Organic dust toxic syndrome at a grass seed plant caused by exposure to high concentrations of bioaerosols.

We describe an outbreak of sudden health problems in workers at a Danish grass seed plant after exposure to a particularly dusty lot of grass seeds. The seeds are called problematic seeds. The association between development of organic dust toxic syndrome (ODTS) and the handling of grass seeds causing exposure was assessed in a four-step model: (i) identification of exposure source, (ii) characterization of the emission of bioaerosols from the problematic and reference seeds, (iii) personal and stationary exposure measurement at the plant and (iv) repeated health examinations. The grass seeds were identified as the exposure source; the emissions of some bioaerosol components were up to 10(7) times higher from the problematic seeds than from reference seeds. Cleaning of the seeds was not enough to sufficiently reduce the high emission from the problematic seeds. Emission in terms of dust was 3.4 times as high from the problematic cleaned seeds as from cleaned reference seeds. The personal exposure reached 3 × 10(5) endotoxin units m(-3), 1 × 10(6) colony-forming units (cfu) of thermophilic actinomycetes m(-3), 8 × 10(5) cfu of Aspergillus fumigatus m(-3) and 9 × 10(6) hyphal fragments m(-3). Several workers working with the problematic seeds had symptoms consistent with ODTS. The most severe symptoms were found for the workers performing the tasks causing highest exposure. Respiratory airway protection proved efficient to avoid development of ODTS. Work with reference seeds did not cause workers to develop ODTS. Exposure was during work with the problematic seeds higher than suggested occupational exposure limits but lower than in studies where researchers for some minutes have repeated a single task expected to cause ODTS. In this study, many different bioaerosol components were measured during a whole working day.

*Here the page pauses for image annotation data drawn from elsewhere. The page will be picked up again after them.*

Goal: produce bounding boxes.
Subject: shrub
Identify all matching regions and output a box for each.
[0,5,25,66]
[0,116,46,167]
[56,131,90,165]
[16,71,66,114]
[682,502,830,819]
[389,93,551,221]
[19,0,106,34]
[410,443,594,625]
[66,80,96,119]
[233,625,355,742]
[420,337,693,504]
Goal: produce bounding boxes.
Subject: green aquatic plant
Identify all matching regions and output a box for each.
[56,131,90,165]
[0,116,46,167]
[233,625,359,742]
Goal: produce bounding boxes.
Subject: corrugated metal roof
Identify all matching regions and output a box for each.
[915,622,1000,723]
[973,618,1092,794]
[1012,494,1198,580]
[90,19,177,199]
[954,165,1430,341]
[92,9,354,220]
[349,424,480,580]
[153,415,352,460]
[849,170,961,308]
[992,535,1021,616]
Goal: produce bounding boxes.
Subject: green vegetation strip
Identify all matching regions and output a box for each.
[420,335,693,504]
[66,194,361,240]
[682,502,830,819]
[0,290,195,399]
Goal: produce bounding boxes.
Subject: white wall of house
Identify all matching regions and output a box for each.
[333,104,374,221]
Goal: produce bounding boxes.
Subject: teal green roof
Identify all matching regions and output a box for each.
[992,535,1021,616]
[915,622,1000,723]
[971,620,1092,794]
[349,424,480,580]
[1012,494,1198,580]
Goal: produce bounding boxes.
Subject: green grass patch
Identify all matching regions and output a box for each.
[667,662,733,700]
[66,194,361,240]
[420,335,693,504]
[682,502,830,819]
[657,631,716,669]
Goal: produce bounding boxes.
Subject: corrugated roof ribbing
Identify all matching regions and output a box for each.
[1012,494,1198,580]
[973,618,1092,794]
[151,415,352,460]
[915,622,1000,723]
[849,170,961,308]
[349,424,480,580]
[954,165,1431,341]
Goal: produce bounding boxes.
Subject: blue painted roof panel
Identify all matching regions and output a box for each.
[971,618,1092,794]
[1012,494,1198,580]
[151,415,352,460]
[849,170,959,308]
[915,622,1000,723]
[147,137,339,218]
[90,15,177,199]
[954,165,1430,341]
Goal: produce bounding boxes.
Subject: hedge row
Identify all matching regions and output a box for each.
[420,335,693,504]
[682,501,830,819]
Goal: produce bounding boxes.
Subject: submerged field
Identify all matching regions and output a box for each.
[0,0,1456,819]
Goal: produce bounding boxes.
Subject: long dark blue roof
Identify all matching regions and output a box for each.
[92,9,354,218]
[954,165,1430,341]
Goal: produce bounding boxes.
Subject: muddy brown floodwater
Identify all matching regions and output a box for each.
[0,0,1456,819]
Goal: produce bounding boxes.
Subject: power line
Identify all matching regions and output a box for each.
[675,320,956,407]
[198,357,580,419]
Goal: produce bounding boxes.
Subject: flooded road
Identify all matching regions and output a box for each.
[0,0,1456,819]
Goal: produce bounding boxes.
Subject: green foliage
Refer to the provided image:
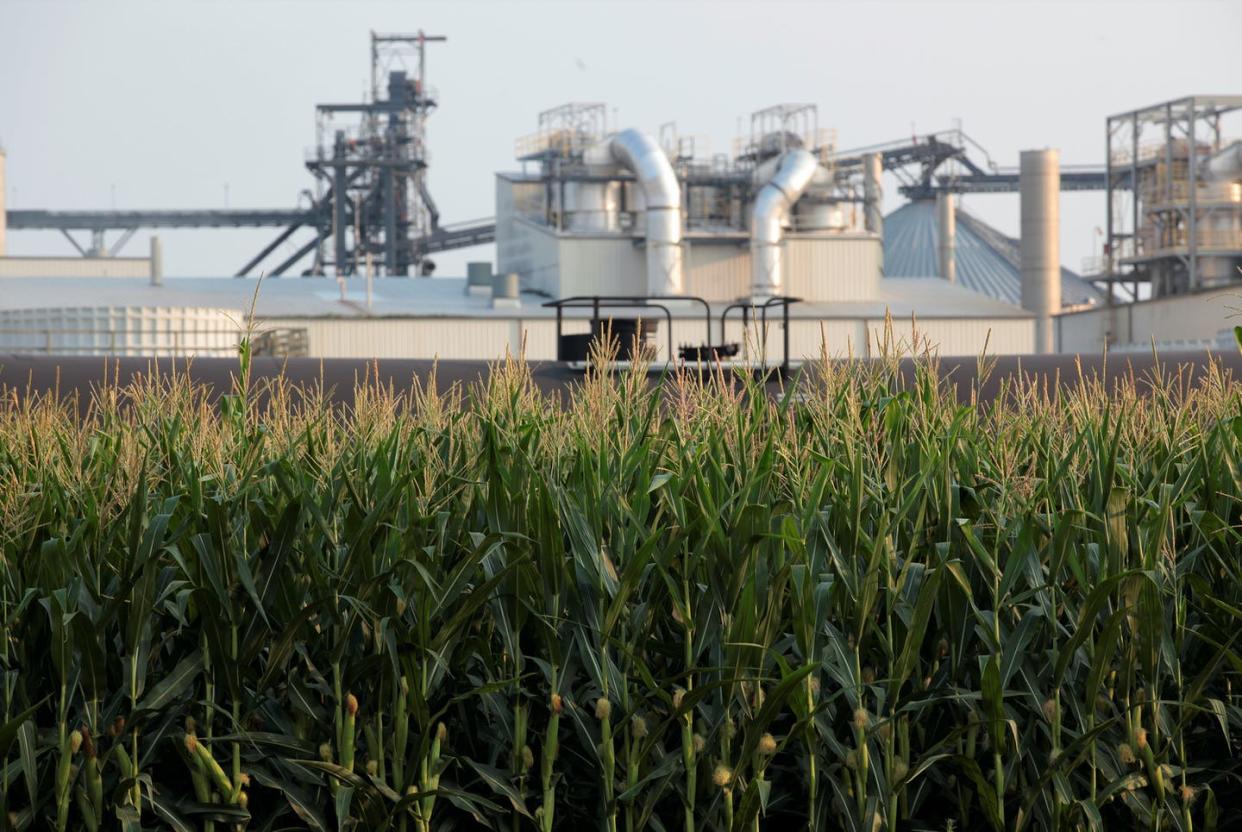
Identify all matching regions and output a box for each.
[0,361,1242,832]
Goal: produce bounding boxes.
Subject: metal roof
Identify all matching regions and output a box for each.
[884,200,1104,305]
[0,277,1030,319]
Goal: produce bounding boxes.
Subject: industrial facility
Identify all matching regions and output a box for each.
[0,32,1242,366]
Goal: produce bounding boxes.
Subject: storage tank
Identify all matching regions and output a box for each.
[1018,150,1061,355]
[0,307,245,358]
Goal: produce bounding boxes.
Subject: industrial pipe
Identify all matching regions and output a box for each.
[0,148,9,257]
[862,153,884,236]
[1018,150,1061,355]
[750,149,820,302]
[150,235,164,286]
[935,191,958,283]
[603,129,684,296]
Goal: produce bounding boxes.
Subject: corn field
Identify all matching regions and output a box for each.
[0,352,1242,832]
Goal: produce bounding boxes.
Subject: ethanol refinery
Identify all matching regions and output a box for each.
[0,31,1242,368]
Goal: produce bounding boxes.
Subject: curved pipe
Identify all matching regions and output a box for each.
[609,129,683,296]
[750,149,820,301]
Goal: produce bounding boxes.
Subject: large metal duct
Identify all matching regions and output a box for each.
[1197,142,1242,287]
[606,129,684,294]
[1018,150,1061,355]
[750,149,820,301]
[935,191,958,283]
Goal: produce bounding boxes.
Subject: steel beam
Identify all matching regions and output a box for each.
[7,209,313,231]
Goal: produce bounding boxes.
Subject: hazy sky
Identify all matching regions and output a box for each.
[0,0,1242,280]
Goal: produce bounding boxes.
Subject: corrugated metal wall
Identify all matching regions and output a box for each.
[785,236,883,301]
[1054,292,1238,355]
[686,241,750,301]
[555,237,647,297]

We cannot know, whether it is the combination of different bioaerosol components or a single component which is responsible for the development of ODTS. In conclusion, workers developed specific health symptoms due to the high bioaerosol exposure and were diagnosed with ODTS. Exposure to high concentrations of endotoxin, actinomycetes, fungi, hyphal fragments, ß-glucan, and A. fumigatus occurred when working with a dusty lot of grass seed. Suspicion should be elicited by seeds stored without being properly dried and by seeds producing more dust than usually.